You own a pool; why not make the most of it? After a year of virtual workouts and long walks, water exercise will be a refreshing break from your usual fitness routine. Exercising in water offers a great workout without some of the drawbacks associated with land-based exercises. Water provides resistance, which helps to strengthen muscles. The faster your movements; the greater the resistance. Water workouts are also easier on the joints, and because you’re already wet, nobody notices when you sweat! Besides, what could be more refreshing than frolicking in cool water while burning calories at the same time? But before starting water workouts or any other exercise program, always check with your physician, just to make sure it’s right for you.
You don’t need much equipment but…
Water shoes are essential. They provide traction on the pool floor, which makes staying upright much easier.
The water level is typically waist high, but for deeper water use a foam noodle or floatation belt/vest to keep you afloat.
Webbed water gloves, Styrofoam weights, inflated balls, or kickboards are ideal for increasing resistance.
Ready to get started?
Try these six exercises to work the major muscle groups in your body
Activate your core and lower body with the back wall glide: Hold onto the pool ledge, tuck your knees into your chest, and, using your feet, push off from the wall and float on your back as far as you can. Then, draw your knees into your chest, press your feet down to the bottom of the pool, and run back to the wall. Do this as many times as you can for 5-10 minutes.
Get that heart pumping with walk or jog in water: Walking in water is a good exercise to start with as it helps you get a feeling for how you can create resistance. Start by walking forward and backward in chest or waist high water. Walk about 10-20 steps forward, then turn and walk backwards. Increase your speed to make it more challenging. Continue for 5 minutes.
Work your core with pool planks. Stand on the pool floor, holding the noodle horizontal in front of you with both hands. Press the noodle down as you lean forward into a plank position, keeping your head out of the water and your feet on the floor. Keep the noodle submerged, and your arms straight, pointing downward toward the pool floor. Hold the position as long as you can, 15-60 seconds depending on your core strength. Repeat 3-5 times.
Increase your endurance and resistance with some deep water running. In deeper water, loop 1-2 noodles around the back of your body and rest your arms on top of the noodle for support in the water. Run forwards, backwards or sideways. Continue for 3-5 minutes.
Get sleek, toned arms with water arm lifts. This exercise will help strengthen the muscles in your arms. Using foam dumbbells will help add more resistance. Stand in water up to your shoulders, and hold the dumbbells submerged at your side, with your palms facing up. Draw your elbows in close to your torso as you lift your forearms to the height of the water. Rotate your wrists to turn your palms facing down. Finally, lower your arms back to the starting position. Do 1-3 sets of 10-15 reps for each exercise.
Step to the side and work those thighs! Face the pool wall and take 10-20 sideways steps in one direction and 10-20 steps back to where you started. Repeat twice.
Water workouts can be a lot of fun, but as with any exercise, it’s important to keep safety in mind. Here are a few tips to remember:
Stay hydrated!
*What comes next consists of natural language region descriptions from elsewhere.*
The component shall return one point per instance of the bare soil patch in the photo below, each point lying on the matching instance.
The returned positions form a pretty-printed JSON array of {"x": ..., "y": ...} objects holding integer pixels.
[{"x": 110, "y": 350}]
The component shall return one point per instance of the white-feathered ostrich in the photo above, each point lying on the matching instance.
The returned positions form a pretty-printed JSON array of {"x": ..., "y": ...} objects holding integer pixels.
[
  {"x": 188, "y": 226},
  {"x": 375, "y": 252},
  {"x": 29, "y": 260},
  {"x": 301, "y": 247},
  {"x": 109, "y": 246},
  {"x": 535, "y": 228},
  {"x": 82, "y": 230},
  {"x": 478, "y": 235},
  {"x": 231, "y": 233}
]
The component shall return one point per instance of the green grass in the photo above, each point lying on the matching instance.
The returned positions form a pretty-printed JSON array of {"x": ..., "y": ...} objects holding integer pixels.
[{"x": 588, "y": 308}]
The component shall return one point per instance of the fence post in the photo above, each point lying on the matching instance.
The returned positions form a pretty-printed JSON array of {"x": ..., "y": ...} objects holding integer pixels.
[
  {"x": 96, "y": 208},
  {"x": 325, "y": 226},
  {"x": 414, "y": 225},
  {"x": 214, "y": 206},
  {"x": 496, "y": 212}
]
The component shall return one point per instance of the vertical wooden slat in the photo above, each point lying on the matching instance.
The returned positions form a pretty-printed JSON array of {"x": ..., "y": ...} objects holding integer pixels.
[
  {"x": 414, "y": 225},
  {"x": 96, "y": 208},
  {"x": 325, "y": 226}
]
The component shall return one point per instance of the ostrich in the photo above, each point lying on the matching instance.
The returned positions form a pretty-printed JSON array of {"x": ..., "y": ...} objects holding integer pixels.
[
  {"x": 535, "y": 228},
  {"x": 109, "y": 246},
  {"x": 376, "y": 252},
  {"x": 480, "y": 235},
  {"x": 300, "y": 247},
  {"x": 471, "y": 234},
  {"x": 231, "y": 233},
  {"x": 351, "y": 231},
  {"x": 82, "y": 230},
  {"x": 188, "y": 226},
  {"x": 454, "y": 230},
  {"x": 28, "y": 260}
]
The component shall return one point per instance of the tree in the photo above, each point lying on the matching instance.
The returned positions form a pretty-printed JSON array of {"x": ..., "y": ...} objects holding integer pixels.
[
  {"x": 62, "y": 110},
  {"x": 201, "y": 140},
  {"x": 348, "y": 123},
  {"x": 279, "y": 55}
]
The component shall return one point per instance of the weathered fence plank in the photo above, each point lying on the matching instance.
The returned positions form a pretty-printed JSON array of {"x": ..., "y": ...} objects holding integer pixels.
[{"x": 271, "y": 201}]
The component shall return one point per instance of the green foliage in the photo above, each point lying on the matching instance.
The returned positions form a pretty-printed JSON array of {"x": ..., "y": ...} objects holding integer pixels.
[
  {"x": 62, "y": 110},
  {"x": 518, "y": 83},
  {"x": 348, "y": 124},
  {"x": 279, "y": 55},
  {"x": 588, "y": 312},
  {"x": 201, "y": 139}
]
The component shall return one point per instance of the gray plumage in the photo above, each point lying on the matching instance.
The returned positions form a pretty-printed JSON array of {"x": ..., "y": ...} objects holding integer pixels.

You sweat more than you realize when you’re working out in water, so drink plenty of fluids before and after you work out.
Use a floatation device! If you’re not a strong swimmer, wear a buoyancy belt or floatation vest.
Avoid working out in water above 90°F (32°C).
Stop exercising if you experience any of the following: lightheadedness or dizziness, difficulty breathing, nausea, fainting, weakness or pain or pressure in your chest or upper body.
With the coronavirus still among us, there has probably never been a better time to have your own pool. It’s private, always accessible, and you can work out on your own schedule. One of the great things about working out in water is that it never feels like quite as much work as dryland training. And the more you enjoy your workout, the more likely you are to stick with it!